A $250 million allocation for local and regional boards of public health would include a focus on expansion of shared public health services among one or more municipalities. Of the $250 million, $118.4 million would be used for standardizing and improving data collection, $37.5 million for training local boards and health department staff, and $95 million for a five-year program of direct funding and technical assistance to local boards of health.

The MMA is urging legislators to remove an amendment adopted in the Senate bill to transform local and regional public health, citing concerns about creating burdensome unfunded mandates for municipalities and adopting the provision without first conducting a full fiscal analysis.

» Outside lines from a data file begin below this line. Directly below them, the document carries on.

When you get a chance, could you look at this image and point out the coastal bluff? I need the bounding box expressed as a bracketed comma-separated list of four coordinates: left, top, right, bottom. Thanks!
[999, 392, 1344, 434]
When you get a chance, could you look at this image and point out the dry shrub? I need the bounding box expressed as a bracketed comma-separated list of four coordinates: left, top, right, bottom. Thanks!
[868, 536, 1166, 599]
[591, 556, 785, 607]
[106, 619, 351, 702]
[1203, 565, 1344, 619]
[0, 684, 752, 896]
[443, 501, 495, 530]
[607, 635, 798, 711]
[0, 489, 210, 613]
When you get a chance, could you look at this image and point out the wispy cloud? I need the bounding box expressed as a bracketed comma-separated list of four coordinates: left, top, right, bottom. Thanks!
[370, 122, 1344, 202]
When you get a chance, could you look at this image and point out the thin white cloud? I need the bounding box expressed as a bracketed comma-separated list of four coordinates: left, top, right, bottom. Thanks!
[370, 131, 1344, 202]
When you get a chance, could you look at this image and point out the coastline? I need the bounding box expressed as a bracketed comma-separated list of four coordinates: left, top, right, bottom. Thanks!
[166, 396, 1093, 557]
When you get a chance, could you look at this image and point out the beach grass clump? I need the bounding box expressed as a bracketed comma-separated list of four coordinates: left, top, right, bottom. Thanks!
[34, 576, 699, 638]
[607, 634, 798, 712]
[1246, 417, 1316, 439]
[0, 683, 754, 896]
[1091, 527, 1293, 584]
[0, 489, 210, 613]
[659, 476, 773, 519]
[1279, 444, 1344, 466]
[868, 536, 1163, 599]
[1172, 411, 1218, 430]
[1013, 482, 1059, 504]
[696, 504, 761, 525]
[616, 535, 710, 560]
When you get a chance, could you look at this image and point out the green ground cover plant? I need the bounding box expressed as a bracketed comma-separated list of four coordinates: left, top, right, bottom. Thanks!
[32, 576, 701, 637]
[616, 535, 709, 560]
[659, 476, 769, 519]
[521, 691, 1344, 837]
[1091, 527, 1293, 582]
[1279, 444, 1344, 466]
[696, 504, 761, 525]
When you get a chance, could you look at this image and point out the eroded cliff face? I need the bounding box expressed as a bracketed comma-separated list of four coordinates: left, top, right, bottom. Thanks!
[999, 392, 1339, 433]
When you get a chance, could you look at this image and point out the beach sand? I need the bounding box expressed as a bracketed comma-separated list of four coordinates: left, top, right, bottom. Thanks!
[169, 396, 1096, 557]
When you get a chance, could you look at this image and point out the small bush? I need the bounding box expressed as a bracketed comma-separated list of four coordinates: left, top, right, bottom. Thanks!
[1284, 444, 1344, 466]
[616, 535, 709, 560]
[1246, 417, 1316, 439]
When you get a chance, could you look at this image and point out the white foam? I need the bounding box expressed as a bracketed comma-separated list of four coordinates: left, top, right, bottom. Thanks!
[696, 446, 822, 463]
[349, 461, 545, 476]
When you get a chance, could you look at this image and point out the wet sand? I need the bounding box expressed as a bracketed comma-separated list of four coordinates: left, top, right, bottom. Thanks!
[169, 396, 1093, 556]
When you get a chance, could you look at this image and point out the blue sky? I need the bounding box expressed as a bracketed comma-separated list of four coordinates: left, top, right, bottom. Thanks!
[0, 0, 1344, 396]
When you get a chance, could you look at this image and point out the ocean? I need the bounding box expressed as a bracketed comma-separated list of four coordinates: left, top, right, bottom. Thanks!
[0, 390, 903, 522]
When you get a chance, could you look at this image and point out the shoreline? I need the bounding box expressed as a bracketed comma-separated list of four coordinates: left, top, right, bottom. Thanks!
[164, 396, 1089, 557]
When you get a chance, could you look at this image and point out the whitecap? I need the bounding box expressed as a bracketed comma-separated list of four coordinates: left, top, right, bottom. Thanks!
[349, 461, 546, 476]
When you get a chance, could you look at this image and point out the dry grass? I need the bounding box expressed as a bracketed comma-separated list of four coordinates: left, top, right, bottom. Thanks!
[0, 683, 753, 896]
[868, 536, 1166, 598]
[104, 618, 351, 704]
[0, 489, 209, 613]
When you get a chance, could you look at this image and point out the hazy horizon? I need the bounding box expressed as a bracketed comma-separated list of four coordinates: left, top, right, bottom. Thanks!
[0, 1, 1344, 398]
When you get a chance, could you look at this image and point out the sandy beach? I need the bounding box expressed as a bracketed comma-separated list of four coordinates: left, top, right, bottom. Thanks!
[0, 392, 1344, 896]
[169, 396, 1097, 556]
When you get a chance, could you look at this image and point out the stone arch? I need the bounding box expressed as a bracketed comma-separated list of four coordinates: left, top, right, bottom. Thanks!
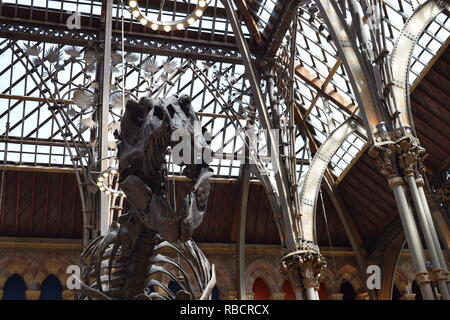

The Senate bill does not include the $100 million proposed by the House for heating ventilation and cooling system grants to be distributed through the Department of Elementary and Secondary Education, but would instead focus the $100 million in education investments on vocational school buildings.

The Senate bill includes $50 million to provide grants to municipalities for relief from debt incurred for the construction of broadband networks.

In June, Gov. Charlie Baker proposed his plan to spend roughly half of the Commonwealth’s State and Local Coronavirus Relief Funds, and in August, the governor filed a separate supplemental budget bill to spend a large portion of the fiscal 2021 state surplus. The Legislature passed a scaled-back supplemental budget — signed by the governor on Oct. 21 — that delayed decisions on how to spend much of the state surplus.